7.16.2012

A call to home

It's hot. The grass feels like burnt toast under our toes, and Sally now takes a cold shower every afternoon after lunch. It's easier than cleaning her up in the sink, and she laps and slurps and slaps at the hose.


The shower is our version of air conditioning. It's been hot and we've been baking—Easy Little Bread twice a week, and yesterday Marion Cunningham's Custard-Filled Corn Bread. I was getting ready to write my column for this week when the news broke; my mom wrote to tell me Marion had passed away at 90. One article I read described her as one-part America's grandma and one-part culinary godfather, which I think is a nice way to be remembered.

At any rate, I started paging through her book. There are many, but I only own one—Lost Recipes—her most recent. It's a call to home cooks, to everyone, really, to get back in the kitchen and start feeding our own. 

"Bringing ready-cooked meals home is not the same as cooking something in your own kitchen, she writes in the introduction, "where you are in control of the ingredients you use, where you fill the house with good cooking smells, and where you all share a single dish, taking a helping and passing the platter on to your neighbor. Nothing can replace that."

It's a good quote. A lot of the baking recipes in the book are a little too white-flour and sweet for my taste, but I like the soups and salads and entrees. They capture another era—the years when my grandmother was cooking for my mom and my uncle, in the fifties and sixties, when beef stroganoff was in its prime. 


That up there is the Custard-Filled Corn Bread from page 36. The headnote says it came from Marjorie Kinnan Rawling's Cross Creek Cookery, published in 1942. It's everything the title says. I've been wanting to make a fresh-corn cornbread for a while, and since we got our first corn of the season at the Orleans Farmers' Market Saturday, I decided that it was time despite the heat. Marion did not disappoint. The bread is billowy, soft—creamy and a little bit decadent.

I think it's meant to be eaten hot and plain, but we've been eating ours cold, straight from the fridge, with a little drizzle of maple syrup or honey.

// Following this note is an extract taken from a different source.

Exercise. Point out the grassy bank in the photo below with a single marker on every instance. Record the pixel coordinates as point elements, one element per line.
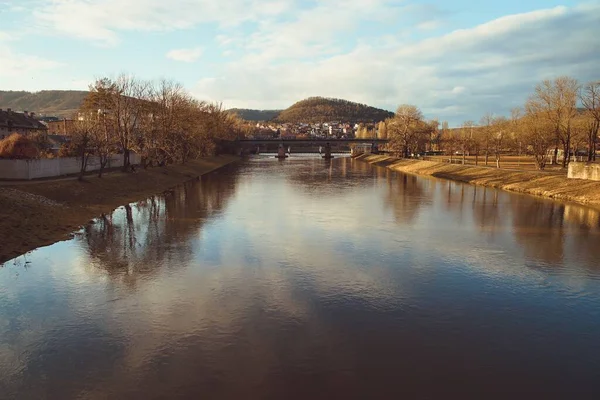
<point>546,184</point>
<point>41,213</point>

It's incredible. In fact, I'm eating it as I type. Sally's still napping, the house is quiet, and I don't have to be at work until 3. I'll put the bowl in the sink before I leave.

CUSTARD-FILLED CORN BREAD

"Corn Bread" is a stretch if you ask me. This is more like corn pudding, or a corn popover, or some sort of savory corn sufflĂ©. But let's not get hung up on the name. It's amazing. 

2 eggs
3 tablespoons butter, melted
3 tablespoons honey
3/4 teaspoon fine-grain sea salt
2 cups milk
1 and 1/2 tablespoons white vinegar
1 cup flour (the recipe calls for all-purpose; I used and like whole wheat)
3/4 cup yellow cornmeal
1 teaspoon baking powder
1/2 teaspoon baking soda
1 cup corn kernels (about two ears)
1 cup heavy cream

 Preheat the oven to 350 degrees F. Grease an 8-inch square baking dish about 2 inches deep. Put the dish in the oven to preheat.

Whisk together the eggs, butter, honey, salt, milk, and vinegar in a large bowl. Sift together the dry ingredients in a separate bowl. Pour the dry ingredients into the wet ones, stirring until just incorporated. Stir in the corn. Pour the batter into the preheated dish, then pour the cream into the center. Don't stir. Bake for 45-50 minutes, or until lightly browned and puffed up on top. Serve hot or cool, but know that the top will deflate quickly.